Майор знал: Генерал очень любил карты, особенно старые. В шкафах, что стояли у него в кабинете, хранилась целая картографическая коллекция. Время от времени, Гергелевич, вывешивал одну из карт в столовой, на обозрение себе и гостям дома. Увлекающийся коллекционированием старый конструктор не раз показывал гостям дома, и в частности Ефиму, свои сокровища.
Но эту карту с Атлантидой Ефим у него никогда не видел.
И понятно почему. Космических пришельцев, неопознанные летающие объекты и домовых Гарри Григорьевич считал выдумкой невежественных людей. Он на корню пресекал даже попытки начать разговор о подобных вещах. Атлантида также, входила в перечень тем, на упоминание которых в своем присутствии Генерал наложил табу – строгий запрет.
Удивительным было то, что Гергелевич почему-то сам нарушил свое табу и повесил прямо у себя перед глазами эту фантастику.
Размышления майора прервала Генриетта Павловна.

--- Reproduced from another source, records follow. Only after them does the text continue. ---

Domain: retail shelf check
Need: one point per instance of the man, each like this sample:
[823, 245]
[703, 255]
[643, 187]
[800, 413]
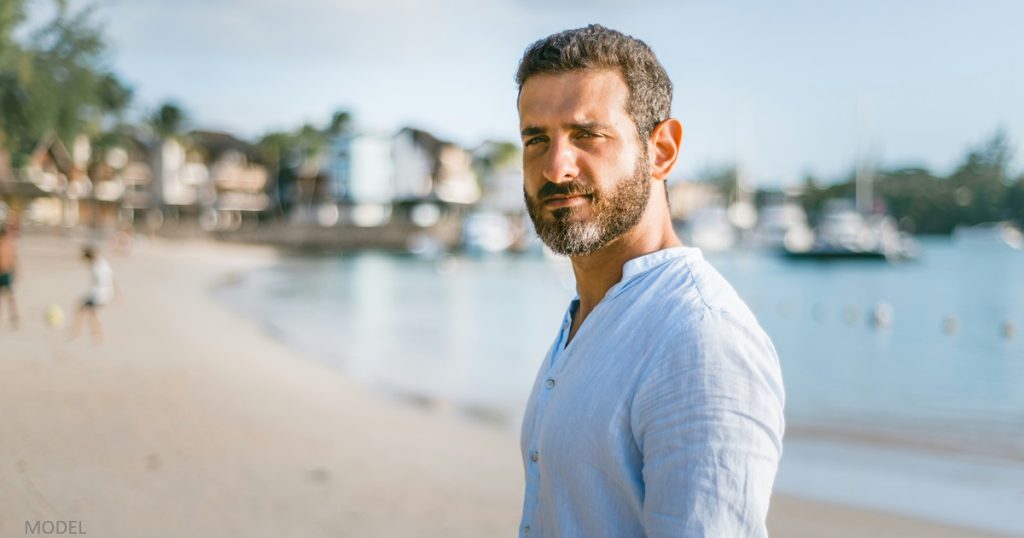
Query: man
[658, 409]
[8, 266]
[101, 290]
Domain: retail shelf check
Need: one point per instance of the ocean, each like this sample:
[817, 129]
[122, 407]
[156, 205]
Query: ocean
[920, 362]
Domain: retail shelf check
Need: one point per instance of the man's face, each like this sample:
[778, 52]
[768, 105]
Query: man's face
[586, 175]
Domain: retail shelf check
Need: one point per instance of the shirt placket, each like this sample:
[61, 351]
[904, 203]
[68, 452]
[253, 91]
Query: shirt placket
[534, 450]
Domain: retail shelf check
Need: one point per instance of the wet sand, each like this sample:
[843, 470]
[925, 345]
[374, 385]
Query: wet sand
[189, 421]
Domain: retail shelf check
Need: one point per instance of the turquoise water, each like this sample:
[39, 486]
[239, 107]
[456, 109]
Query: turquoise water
[469, 334]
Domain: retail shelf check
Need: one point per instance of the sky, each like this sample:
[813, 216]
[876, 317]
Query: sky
[782, 88]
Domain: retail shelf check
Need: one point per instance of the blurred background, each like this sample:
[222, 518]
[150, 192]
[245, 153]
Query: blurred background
[851, 169]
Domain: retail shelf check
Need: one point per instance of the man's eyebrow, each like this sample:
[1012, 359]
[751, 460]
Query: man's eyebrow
[531, 130]
[588, 126]
[585, 126]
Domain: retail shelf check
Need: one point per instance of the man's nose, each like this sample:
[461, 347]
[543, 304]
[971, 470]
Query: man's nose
[561, 164]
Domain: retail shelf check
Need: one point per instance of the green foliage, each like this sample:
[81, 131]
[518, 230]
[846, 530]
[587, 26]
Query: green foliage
[168, 121]
[56, 81]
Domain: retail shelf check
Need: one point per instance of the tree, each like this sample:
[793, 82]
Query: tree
[168, 120]
[980, 182]
[58, 81]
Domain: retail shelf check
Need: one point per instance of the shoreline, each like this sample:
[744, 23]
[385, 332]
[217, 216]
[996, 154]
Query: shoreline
[192, 420]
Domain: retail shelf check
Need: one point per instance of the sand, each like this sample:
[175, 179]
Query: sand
[190, 421]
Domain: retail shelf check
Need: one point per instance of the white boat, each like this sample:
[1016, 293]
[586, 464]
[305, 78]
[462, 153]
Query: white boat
[844, 233]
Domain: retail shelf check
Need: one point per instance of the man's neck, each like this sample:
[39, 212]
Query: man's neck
[598, 272]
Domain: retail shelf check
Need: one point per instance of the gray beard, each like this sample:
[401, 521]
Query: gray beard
[614, 213]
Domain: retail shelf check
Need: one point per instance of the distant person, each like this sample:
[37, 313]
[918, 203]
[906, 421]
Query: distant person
[8, 269]
[100, 293]
[658, 409]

– Ефим Алексеевич, можно вас на минуту. У меня лампочка в кухне над мойкой сгорела. Я ее никак вывернуть не могу. Вы не могли бы вашу мужскую силу применить, а?
– Грета, ты, что это гостя работать заставляешь? – недовольно приподнял мохнатые брови хозяин.

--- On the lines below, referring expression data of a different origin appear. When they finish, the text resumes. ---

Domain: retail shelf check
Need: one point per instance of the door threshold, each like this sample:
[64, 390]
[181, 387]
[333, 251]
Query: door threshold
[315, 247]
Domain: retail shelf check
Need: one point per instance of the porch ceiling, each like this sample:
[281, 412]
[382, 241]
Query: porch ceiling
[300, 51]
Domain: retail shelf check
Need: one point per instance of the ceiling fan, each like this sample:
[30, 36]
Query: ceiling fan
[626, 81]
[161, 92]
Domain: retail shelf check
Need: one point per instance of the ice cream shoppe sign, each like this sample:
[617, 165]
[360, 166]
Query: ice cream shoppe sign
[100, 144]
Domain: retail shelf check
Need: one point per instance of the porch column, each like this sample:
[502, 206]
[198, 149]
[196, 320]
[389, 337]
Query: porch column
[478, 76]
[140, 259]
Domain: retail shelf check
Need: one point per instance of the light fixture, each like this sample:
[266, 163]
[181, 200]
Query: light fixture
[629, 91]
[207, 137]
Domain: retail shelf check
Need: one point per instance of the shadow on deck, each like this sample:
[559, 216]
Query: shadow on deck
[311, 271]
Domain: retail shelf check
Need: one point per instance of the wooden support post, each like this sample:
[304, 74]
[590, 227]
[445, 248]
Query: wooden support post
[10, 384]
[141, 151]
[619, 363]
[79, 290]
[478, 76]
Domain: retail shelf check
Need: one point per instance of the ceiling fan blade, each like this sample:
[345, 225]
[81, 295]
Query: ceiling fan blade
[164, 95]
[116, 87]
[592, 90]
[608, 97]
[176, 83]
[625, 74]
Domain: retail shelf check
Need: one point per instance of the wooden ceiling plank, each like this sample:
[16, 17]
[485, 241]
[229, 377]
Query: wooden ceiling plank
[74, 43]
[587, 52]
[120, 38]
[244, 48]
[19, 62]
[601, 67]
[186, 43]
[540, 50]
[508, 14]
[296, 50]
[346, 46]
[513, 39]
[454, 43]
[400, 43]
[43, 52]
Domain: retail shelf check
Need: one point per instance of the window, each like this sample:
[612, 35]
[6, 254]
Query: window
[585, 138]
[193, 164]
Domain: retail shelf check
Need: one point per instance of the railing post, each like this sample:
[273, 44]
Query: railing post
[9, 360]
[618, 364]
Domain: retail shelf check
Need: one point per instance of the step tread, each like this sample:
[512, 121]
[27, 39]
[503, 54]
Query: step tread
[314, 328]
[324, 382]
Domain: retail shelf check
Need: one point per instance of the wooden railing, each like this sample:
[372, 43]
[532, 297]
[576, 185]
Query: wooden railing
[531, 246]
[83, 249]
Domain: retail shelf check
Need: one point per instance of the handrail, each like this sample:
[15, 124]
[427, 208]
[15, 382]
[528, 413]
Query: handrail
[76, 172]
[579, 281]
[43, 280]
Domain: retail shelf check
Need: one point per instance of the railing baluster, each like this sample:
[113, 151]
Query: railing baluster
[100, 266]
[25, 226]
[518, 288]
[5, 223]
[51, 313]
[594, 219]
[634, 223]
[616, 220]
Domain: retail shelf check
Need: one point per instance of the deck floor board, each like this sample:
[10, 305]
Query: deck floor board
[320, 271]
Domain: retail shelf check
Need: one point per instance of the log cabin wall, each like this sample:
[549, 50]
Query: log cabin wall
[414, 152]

– Так Ефим Алексеевич же у нас, как свой, – пожала сильными плечами сибирская немка.
– Должен же я отблагодарить хозяйку за чай! – сказал майор и отправился вслед за Генриеттой Павловной. Они прошли по длинному темному коридору, и они оказались в просторной кухне. Ее стены до уровня человеческого роста покрывала бежевая керамическая плитка. Она смотрелась совсем новой, но, если присмотреться, приблизить глаза, становилось заметно – по глазированной поверхности змеились тонкие, как волос, извилистые трещинки. Плитка была ровесницей много чего повидавшей квартиры.
Центром кухни, бесспорно, являлся старый сервант. Своими размерами и архитектурой он напоминал дворец. Граненые стекла в его дверцах вздрагивали при каждом шаге и нежно звякали.